🤖 AI Summary
This work challenges the prevailing assumption that larger sampling budgets inherently improve performance in preference optimization for mathematical reasoning, demonstrating that excessive sampling (e.g., Best-of-N with large N) can degrade results due to inefficient exploration, policy collapse, and amplification of verifier noise. The authors propose PACE, a novel approach that leverages failure cases to generate high-fidelity synthetic preference pairs under an extremely low sampling budget (2 < N < 3).
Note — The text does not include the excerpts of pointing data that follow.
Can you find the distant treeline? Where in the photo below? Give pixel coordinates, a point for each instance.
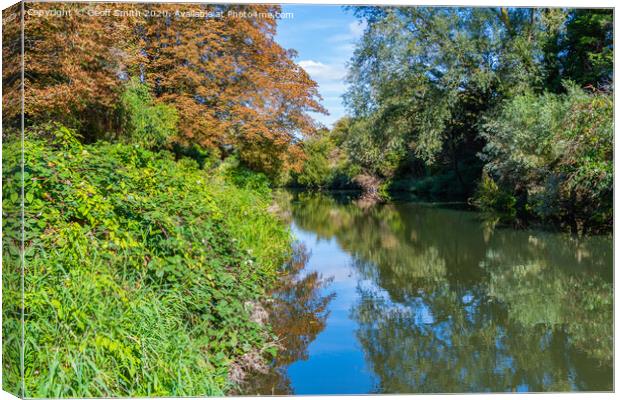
(511, 109)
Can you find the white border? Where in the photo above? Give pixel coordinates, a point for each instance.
(479, 3)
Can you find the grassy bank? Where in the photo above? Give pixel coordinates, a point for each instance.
(140, 270)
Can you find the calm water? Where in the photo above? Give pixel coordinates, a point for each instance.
(416, 298)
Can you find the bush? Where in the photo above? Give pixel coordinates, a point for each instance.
(139, 270)
(144, 122)
(492, 200)
(556, 151)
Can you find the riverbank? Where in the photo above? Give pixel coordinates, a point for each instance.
(140, 271)
(379, 291)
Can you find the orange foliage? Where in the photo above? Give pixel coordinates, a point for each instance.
(235, 89)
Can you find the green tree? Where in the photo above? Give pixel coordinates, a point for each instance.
(420, 78)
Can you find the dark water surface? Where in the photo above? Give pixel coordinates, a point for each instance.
(418, 298)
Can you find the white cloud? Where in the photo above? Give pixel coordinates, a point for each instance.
(324, 72)
(356, 30)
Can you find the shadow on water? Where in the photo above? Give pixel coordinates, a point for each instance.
(297, 315)
(443, 302)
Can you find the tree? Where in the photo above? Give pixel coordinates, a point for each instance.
(583, 51)
(74, 65)
(235, 88)
(420, 78)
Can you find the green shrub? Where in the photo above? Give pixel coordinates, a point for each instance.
(492, 200)
(144, 122)
(139, 270)
(557, 151)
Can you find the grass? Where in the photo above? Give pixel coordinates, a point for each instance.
(139, 270)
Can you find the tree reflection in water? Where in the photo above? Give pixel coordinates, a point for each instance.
(449, 304)
(297, 315)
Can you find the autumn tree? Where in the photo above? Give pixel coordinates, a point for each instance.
(236, 90)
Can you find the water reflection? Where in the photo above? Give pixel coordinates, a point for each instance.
(297, 315)
(444, 303)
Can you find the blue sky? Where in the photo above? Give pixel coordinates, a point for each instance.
(324, 37)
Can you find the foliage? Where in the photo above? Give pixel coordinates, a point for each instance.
(139, 270)
(419, 74)
(430, 88)
(557, 152)
(72, 66)
(583, 52)
(493, 200)
(235, 89)
(328, 162)
(152, 126)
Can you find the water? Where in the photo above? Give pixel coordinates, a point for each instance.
(418, 298)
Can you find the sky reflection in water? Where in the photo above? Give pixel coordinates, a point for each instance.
(421, 299)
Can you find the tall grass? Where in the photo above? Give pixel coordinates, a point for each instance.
(138, 271)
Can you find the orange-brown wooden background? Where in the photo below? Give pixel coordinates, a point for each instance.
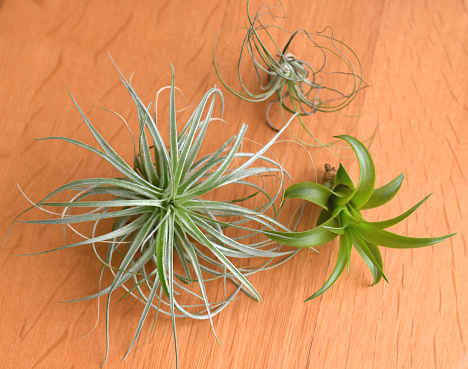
(414, 56)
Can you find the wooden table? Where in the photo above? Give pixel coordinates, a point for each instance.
(414, 56)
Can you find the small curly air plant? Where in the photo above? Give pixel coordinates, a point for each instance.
(341, 216)
(161, 214)
(300, 87)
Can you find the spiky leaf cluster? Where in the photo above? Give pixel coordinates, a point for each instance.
(341, 217)
(160, 212)
(297, 85)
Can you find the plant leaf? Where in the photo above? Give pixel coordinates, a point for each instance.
(384, 194)
(339, 267)
(392, 240)
(309, 191)
(367, 172)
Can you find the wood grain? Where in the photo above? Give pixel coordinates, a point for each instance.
(414, 56)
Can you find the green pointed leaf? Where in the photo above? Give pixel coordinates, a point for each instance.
(342, 178)
(309, 191)
(392, 240)
(391, 222)
(323, 217)
(339, 267)
(371, 256)
(384, 194)
(367, 172)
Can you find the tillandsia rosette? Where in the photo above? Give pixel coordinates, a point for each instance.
(300, 87)
(161, 213)
(341, 216)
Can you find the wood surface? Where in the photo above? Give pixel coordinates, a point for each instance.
(414, 56)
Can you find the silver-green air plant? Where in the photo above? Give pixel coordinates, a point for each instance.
(341, 217)
(160, 213)
(299, 87)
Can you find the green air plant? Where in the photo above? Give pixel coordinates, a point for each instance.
(161, 213)
(341, 216)
(300, 87)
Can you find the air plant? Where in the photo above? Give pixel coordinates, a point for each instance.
(341, 216)
(161, 213)
(299, 87)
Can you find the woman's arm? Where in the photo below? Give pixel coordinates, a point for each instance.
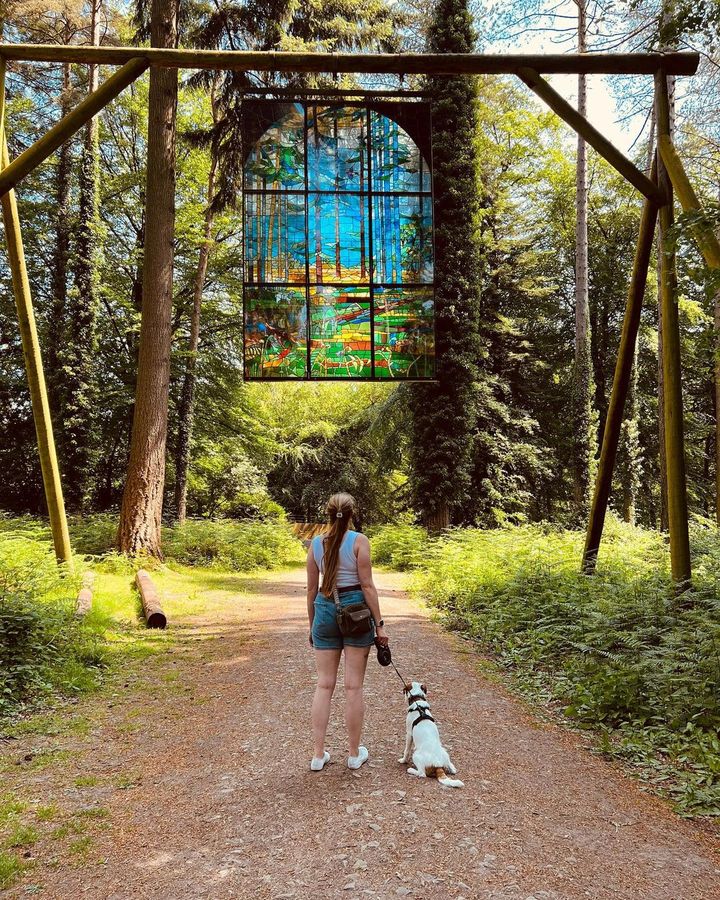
(367, 583)
(313, 575)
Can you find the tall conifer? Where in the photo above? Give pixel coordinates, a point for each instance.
(445, 412)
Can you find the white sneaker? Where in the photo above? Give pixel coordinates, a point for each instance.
(317, 763)
(354, 762)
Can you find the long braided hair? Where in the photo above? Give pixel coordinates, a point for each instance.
(340, 509)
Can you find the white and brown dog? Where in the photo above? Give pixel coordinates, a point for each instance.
(430, 758)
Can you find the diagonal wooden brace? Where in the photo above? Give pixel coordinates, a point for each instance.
(621, 382)
(579, 123)
(704, 235)
(70, 124)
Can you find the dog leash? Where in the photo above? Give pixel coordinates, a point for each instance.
(385, 659)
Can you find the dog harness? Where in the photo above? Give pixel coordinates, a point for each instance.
(423, 712)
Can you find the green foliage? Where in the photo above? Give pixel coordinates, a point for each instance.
(44, 647)
(445, 412)
(401, 547)
(615, 650)
(236, 546)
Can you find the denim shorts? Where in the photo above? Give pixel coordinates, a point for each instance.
(326, 635)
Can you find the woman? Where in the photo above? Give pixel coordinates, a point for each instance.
(342, 556)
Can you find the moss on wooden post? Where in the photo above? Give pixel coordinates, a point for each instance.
(672, 385)
(33, 358)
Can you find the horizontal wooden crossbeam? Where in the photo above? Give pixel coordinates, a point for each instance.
(70, 124)
(682, 63)
(596, 140)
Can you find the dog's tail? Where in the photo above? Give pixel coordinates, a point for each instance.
(443, 778)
Integrated within a proximal alignment framework, PACE achieves superior performance over DPO-R1 (N=16) using only approximately one-fifth of the computational resources, while exhibiting greater robustness to reward hacking and label noise.
📝 Abstract
Iterative Direct Preference Optimization has emerged as the state-of-the-art paradigm for aligning Large Language Models on reasoning tasks. Standard implementations (DPO-R1) rely on Best-of-N sampling (e.g., $N \ge 8$) to mine golden trajectories from the distribution tail. In this paper, we challenge this scaling hypothesis and reveal a counter-intuitive phenomenon: in mathematical reasoning, aggressive exploration yields diminishing returns and even catastrophic policy collapse. We theoretically demonstrate that scaling $N$ amplifies verifier noise and induces detrimental distribution shifts. To resolve this, we introduce \textbf{PACE} (Proximal Alignment via Corrective Exploration), which replaces brute-force mining with a generation-based corrective strategy. Operating with a minimal budget ($2<N<3$), PACE synthesizes high-fidelity preference pairs from failed explorations. Empirical evaluations show that PACE outperforms DPO-R1 $(N=16)$ while using only about $1/5$ of the compute, demonstrating superior robustness against reward hacking and label noise.